An Exceptional Relationship between two Transcedental

\(e^{\pi}\) vs. \({\pi}^e\) : Which One is Bigger?

The mathematical and rigorous proof of this fact is that which is bigger \(e^{\pi}\) or \({\pi}^e\) is quite abstract. In this case, the mathematical arguments will not provide you coherent understanding until or unless we graphically plot this.

Here, we will use some graphical representation, and based on that we’ll draw the mathematical arguments and those mathematical arguments will lead you to the formal proof of this fact i.e., which is greater \(e^{\pi}\) or \({\pi}^e\).

From the Function \(y=\dfrac{1}{x}\)

Here, you can see that we are plotting the function \(y=\frac{1}{x}\) which is a decreasing function. When we look at the graph, the points are sloping down from left to right.

Now, if we plot \(x=e\) and draw a line to the graph, and note that \(\pi>e\). So we can draw a line to the graph when \(x= \pi\) as well.

Fig 1.1

The area under the curve between \(e\) and \(\pi\) is represented as,

\[ \int_{e}^{\pi}\dfrac{1}{x}dx \]

Because the function is decreasing the rectangle (blue shaded rectangle in Fig 1.1) with height \(\frac{1}{e}(\pi-e)\) has a greater than the area under the curve which is the definite integral. i.e.,

\[\int_{e}^{\pi}\dfrac{1}{x}dx \le \frac{1}{e}(\pi-e)\]
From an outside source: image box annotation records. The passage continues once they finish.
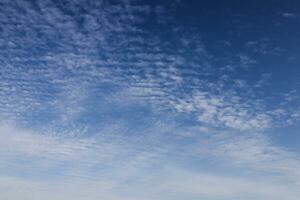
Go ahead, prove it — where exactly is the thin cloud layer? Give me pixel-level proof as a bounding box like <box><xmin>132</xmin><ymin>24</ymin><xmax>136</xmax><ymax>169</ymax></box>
<box><xmin>0</xmin><ymin>0</ymin><xmax>300</xmax><ymax>200</ymax></box>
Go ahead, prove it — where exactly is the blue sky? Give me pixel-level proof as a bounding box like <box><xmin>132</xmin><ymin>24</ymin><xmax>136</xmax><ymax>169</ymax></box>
<box><xmin>0</xmin><ymin>0</ymin><xmax>300</xmax><ymax>200</ymax></box>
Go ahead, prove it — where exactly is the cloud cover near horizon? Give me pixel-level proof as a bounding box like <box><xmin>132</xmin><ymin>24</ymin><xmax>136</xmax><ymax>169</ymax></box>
<box><xmin>0</xmin><ymin>0</ymin><xmax>300</xmax><ymax>200</ymax></box>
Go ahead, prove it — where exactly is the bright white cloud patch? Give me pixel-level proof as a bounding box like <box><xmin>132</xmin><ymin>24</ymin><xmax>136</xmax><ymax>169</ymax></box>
<box><xmin>0</xmin><ymin>0</ymin><xmax>300</xmax><ymax>200</ymax></box>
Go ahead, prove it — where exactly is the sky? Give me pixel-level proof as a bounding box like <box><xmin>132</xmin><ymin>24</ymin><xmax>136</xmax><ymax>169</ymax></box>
<box><xmin>0</xmin><ymin>0</ymin><xmax>300</xmax><ymax>200</ymax></box>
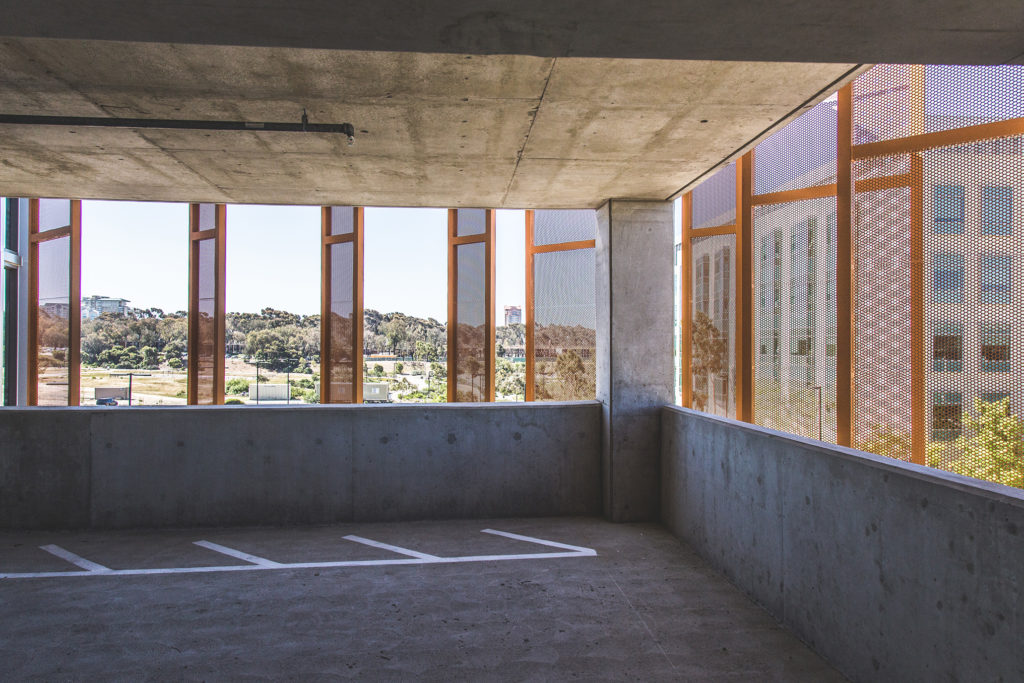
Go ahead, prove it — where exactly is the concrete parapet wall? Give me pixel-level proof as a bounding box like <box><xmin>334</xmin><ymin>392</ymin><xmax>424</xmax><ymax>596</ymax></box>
<box><xmin>662</xmin><ymin>408</ymin><xmax>1024</xmax><ymax>682</ymax></box>
<box><xmin>0</xmin><ymin>401</ymin><xmax>601</xmax><ymax>528</ymax></box>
Notice that the definite integral is \(ln(\pi)-1\) and the area of the rectangle can be simplified to \(\frac{\pi}{e}-1\) i.e.,

\[ln(\pi)-1=\int_{e}^{\pi}\dfrac{1}{x}dx \le \frac{1}{e}(\pi-e)= \dfrac{\pi}{e}-1\]

\[\implies ln(\pi)\le \dfrac{\pi}{e} \]

\[\implies e\ ln(\pi)\le \pi\]

\[\implies ln(\pi^{e})\le \pi\]

\[ \implies \boxed{\pi^e \le e^{\pi}} \] So, there you have it we used calculus on the curve \(y= \dfrac{1}{x}\) to convince ourselves that \(\pi^e\le e^{\pi}\).

From the Function \(\dfrac{ln(x)}{x}\)

So we have \(f(x)= \dfrac{ln(x)}{x}\)

\[ f^{'}(x)=\dfrac{1-ln(x)}{x^2} \]Hence, \(f(x)\) is a strictly monotone decreasing function for \(x≥e\) and a strictly monotone increasing function for \(x≤e\) .

Fig 1.2

\[f^{'}(x)=0 \iff 1-ln(x)= 0 \iff x=e \]

Since \(π>3>e\)

\[ f(π)<f(e)⟹\dfrac{log(π)}{π}<\dfrac{log(e)}{e} \]

\[⟹ \boxed{π^{e}\le e^π}\] Henceforth we can also conclude that \(\boxed{π^{1/π}<e^{1/e}}\) . So we are done.